Data is becoming more valuable, which means data downtime is more expensive. Here’s what some of the best data leaders are doing to address it.
In 2008, a minute of Amazon.com being unavailable would have cost the company $31,000. In 2021, that same minute of downtime would cost approximately $9 million.
The reason for this jump is simple: As the company and its online retail operations grew and more orders were placed every minute, downtime became more costly. This story is not unique to Amazon, of course. Web and SaaS applications have become mission critical to virtually every organization, which means any downtime has a significant cost to the business.
In response to this change, organizations didn’t say, “Well, the nature of applications and software development means it will always be a bit messy.” Instead they scaled their investments in line with the growing severity of the problem, which resulted in the widespread adoption of disciplines like site reliability engineering and technologies like observability.
Just as SaaS has moved from powering websites to being trusted with increasingly critical tasks from banking to real-time navigation, data needs to move from solely powering executive dashboards to creating valuable data applications such as machine learning models and real-time marketing applications.
However, just like the SaaS renaissance was not possible until cloud computing and application performance management solutions were invented to solve scaling and reliability issues, the data renaissance will not flourish until those same challenges are addressed.

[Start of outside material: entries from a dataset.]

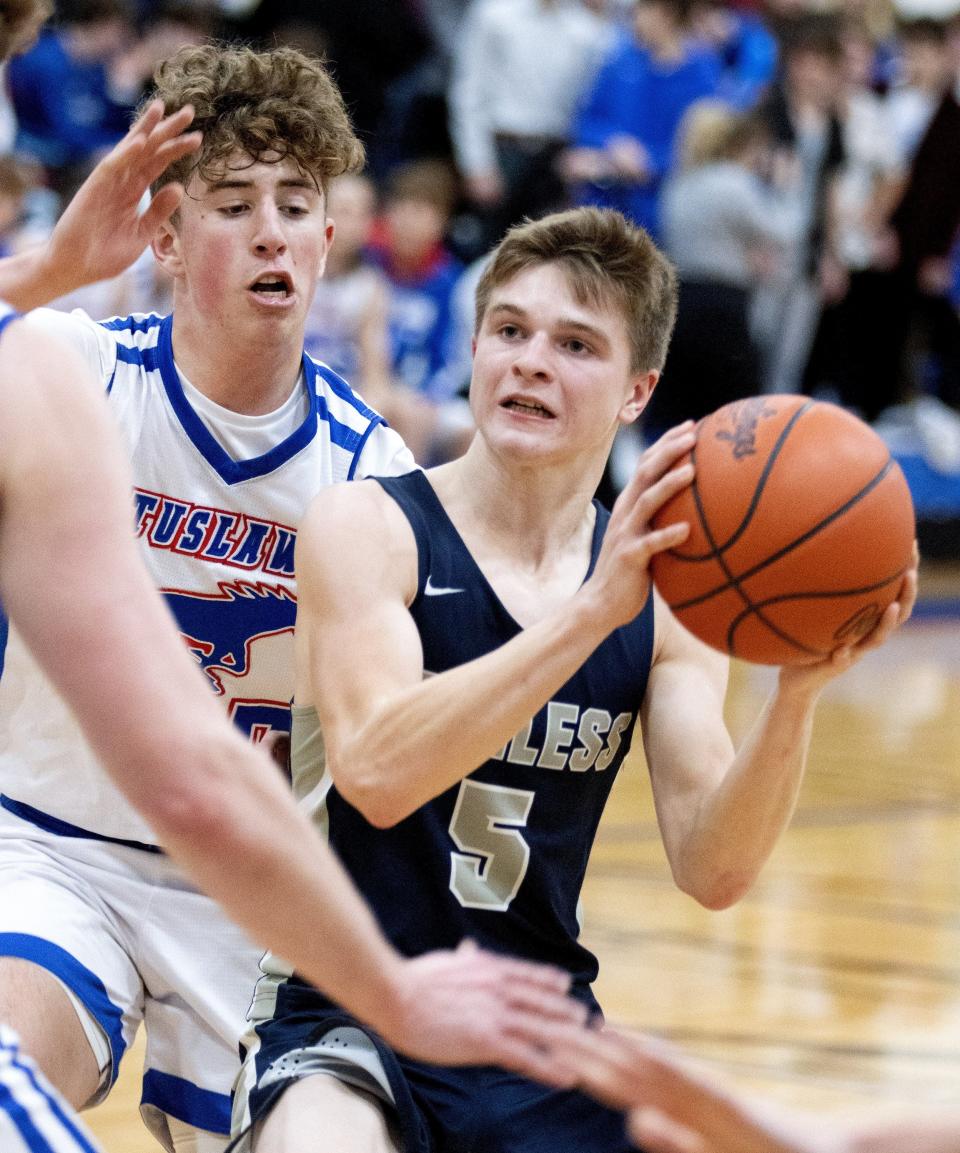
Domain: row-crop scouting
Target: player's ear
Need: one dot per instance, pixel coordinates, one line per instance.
(165, 246)
(642, 385)
(330, 231)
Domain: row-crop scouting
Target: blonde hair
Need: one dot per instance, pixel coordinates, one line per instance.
(711, 130)
(606, 260)
(270, 105)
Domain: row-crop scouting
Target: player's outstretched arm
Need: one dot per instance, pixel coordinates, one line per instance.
(105, 227)
(722, 811)
(678, 1109)
(74, 583)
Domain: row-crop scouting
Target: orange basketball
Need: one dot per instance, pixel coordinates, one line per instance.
(801, 529)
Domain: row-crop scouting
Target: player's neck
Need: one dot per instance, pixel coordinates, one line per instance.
(252, 382)
(533, 512)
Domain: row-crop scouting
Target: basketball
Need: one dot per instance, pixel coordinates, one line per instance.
(801, 529)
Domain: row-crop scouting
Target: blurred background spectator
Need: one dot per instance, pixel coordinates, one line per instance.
(799, 159)
(509, 114)
(802, 114)
(625, 134)
(727, 230)
(408, 245)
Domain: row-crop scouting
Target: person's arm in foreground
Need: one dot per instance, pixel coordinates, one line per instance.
(105, 227)
(75, 586)
(678, 1109)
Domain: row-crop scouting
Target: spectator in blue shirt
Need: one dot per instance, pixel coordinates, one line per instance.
(626, 132)
(60, 89)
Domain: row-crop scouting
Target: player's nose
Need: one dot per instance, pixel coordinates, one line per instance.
(533, 356)
(269, 235)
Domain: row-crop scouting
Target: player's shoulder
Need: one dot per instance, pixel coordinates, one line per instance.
(140, 330)
(350, 507)
(354, 427)
(350, 527)
(337, 393)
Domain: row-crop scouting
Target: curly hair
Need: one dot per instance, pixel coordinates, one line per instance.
(607, 261)
(20, 22)
(267, 105)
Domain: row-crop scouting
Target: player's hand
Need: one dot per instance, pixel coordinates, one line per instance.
(621, 575)
(474, 1008)
(815, 676)
(105, 228)
(673, 1109)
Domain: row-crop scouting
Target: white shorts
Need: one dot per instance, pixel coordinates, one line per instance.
(133, 940)
(33, 1117)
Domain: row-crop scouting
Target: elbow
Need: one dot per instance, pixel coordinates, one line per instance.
(716, 891)
(189, 813)
(190, 807)
(369, 792)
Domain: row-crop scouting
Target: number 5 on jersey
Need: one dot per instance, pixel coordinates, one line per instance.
(490, 868)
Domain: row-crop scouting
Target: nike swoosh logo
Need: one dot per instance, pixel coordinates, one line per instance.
(431, 589)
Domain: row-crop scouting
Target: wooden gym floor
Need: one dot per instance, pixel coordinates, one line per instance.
(836, 982)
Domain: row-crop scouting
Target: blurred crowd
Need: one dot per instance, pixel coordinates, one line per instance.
(799, 160)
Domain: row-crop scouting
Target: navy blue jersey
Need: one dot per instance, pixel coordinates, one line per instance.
(501, 856)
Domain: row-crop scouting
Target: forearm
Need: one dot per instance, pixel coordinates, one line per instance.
(240, 835)
(422, 740)
(739, 822)
(31, 278)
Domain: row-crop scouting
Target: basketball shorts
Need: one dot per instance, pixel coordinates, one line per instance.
(133, 941)
(33, 1117)
(432, 1109)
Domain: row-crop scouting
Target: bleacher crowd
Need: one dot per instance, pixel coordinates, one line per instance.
(799, 161)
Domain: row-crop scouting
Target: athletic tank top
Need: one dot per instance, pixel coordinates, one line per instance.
(501, 856)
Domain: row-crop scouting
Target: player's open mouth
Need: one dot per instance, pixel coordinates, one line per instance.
(272, 286)
(530, 407)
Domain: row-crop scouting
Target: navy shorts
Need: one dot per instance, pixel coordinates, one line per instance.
(435, 1109)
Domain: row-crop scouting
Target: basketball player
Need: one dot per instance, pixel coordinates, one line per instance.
(83, 603)
(475, 646)
(675, 1109)
(232, 430)
(213, 799)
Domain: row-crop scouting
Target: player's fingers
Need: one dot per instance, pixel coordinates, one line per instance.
(664, 489)
(161, 208)
(657, 1133)
(906, 598)
(166, 128)
(605, 1067)
(659, 540)
(658, 458)
(546, 1004)
(527, 973)
(157, 160)
(533, 1059)
(148, 120)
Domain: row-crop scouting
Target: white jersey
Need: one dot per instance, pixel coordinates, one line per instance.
(218, 533)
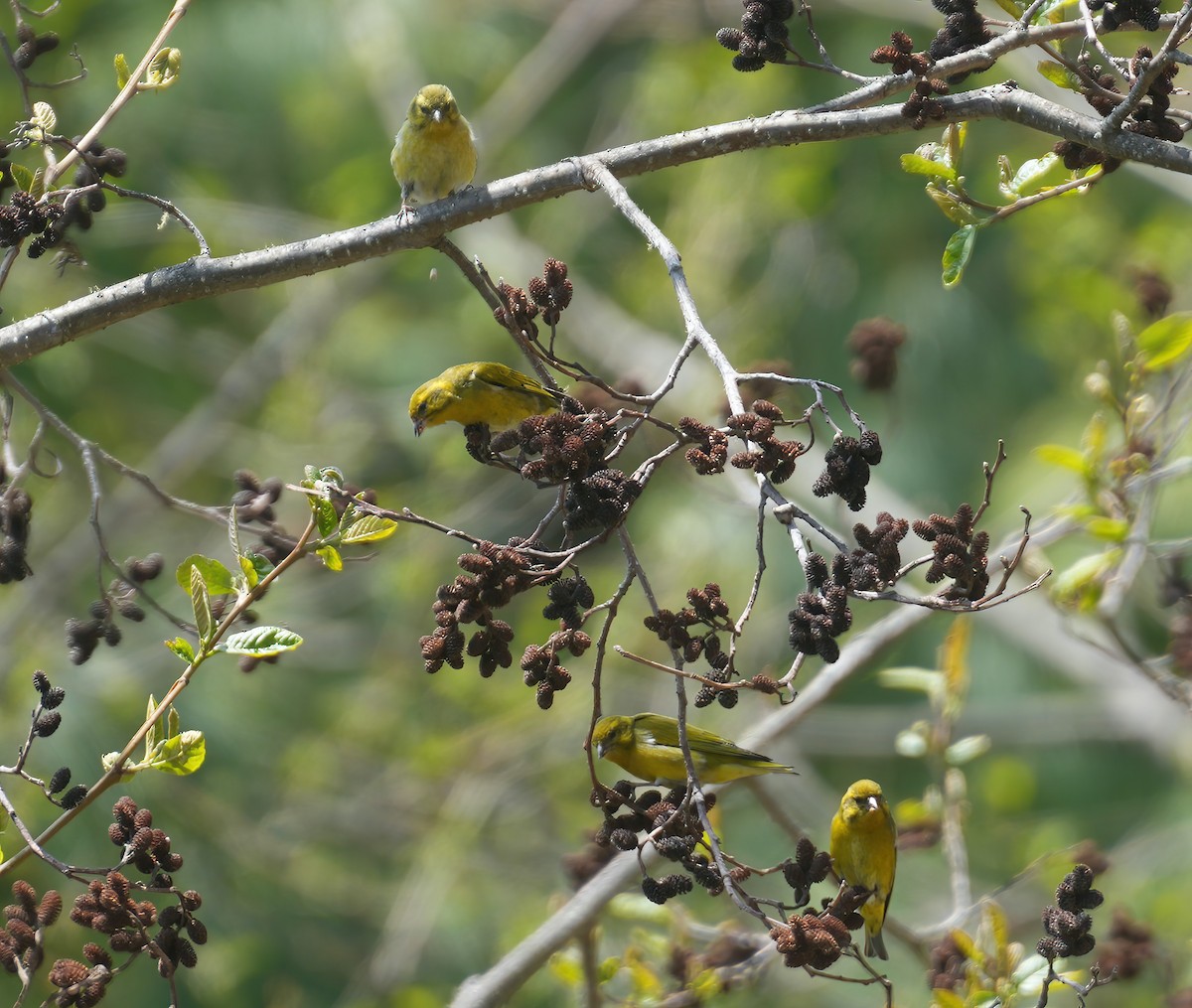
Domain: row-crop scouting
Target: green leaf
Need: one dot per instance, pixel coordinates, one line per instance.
(325, 516)
(216, 577)
(1031, 175)
(1059, 75)
(1109, 529)
(1165, 342)
(260, 642)
(201, 603)
(958, 252)
(122, 72)
(918, 165)
(164, 68)
(183, 648)
(180, 755)
(368, 528)
(951, 204)
(1064, 457)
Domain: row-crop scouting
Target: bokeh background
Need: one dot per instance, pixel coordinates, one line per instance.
(365, 834)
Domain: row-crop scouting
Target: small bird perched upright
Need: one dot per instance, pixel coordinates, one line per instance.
(434, 153)
(648, 746)
(481, 392)
(864, 848)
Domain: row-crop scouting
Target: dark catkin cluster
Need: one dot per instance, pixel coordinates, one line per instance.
(83, 636)
(922, 106)
(876, 560)
(75, 210)
(494, 574)
(16, 516)
(694, 632)
(541, 668)
(817, 939)
(24, 216)
(1153, 291)
(901, 56)
(600, 501)
(147, 848)
(551, 291)
(1149, 118)
(821, 614)
(517, 311)
(570, 445)
(846, 469)
(964, 29)
(1116, 13)
(875, 344)
(769, 457)
(33, 46)
(566, 601)
(762, 37)
(709, 449)
(1066, 923)
(25, 919)
(808, 868)
(947, 965)
(958, 553)
(1126, 948)
(254, 499)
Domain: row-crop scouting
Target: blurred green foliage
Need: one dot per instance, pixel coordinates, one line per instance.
(365, 834)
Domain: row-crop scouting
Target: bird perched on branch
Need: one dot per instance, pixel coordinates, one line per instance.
(434, 154)
(481, 392)
(864, 848)
(648, 746)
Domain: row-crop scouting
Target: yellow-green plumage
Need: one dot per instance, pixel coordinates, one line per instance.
(647, 745)
(864, 847)
(481, 392)
(434, 153)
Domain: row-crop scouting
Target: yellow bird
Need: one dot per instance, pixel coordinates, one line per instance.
(648, 746)
(434, 153)
(864, 848)
(481, 392)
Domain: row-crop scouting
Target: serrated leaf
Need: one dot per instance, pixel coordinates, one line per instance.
(1064, 457)
(249, 568)
(202, 606)
(122, 72)
(1031, 175)
(1059, 75)
(45, 115)
(951, 205)
(957, 255)
(180, 755)
(918, 165)
(216, 577)
(1165, 342)
(183, 648)
(165, 68)
(368, 528)
(260, 642)
(326, 518)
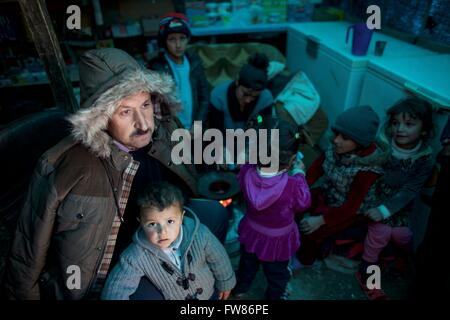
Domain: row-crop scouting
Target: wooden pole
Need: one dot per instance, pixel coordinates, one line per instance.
(47, 45)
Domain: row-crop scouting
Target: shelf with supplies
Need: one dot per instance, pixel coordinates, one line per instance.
(35, 78)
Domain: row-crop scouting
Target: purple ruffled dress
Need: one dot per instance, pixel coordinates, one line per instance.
(268, 228)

Snowflake has helped solve the scaling challenge in a big way. We’re starting to see similar progress on the data reliability side as well. This includes the emerging discipline of data reliability engineering; technologies such as data testing and data observability; and emerging best practices such as data SLAs, data contracts, DataOps, circuit breakers, and schema change management.
In this post, I’ll walk through a four-step process data leaders can use to further improve and scale their data reliability to better drive data trust and adoption in their organization.
Step 1: Assess your current state
It’s somewhere between ironic and tragic, but data teams don’t always have great metrics in place to measure their data reliability or overall data health.
As a result, many teams are judged by business stakeholders on a qualitative basis, which is often overly weighted on the amount of time that has passed since they experienced a data incident. The other consequence of this is that data teams routinely underestimate the severity and underinvest in systemic fixes for data reliability.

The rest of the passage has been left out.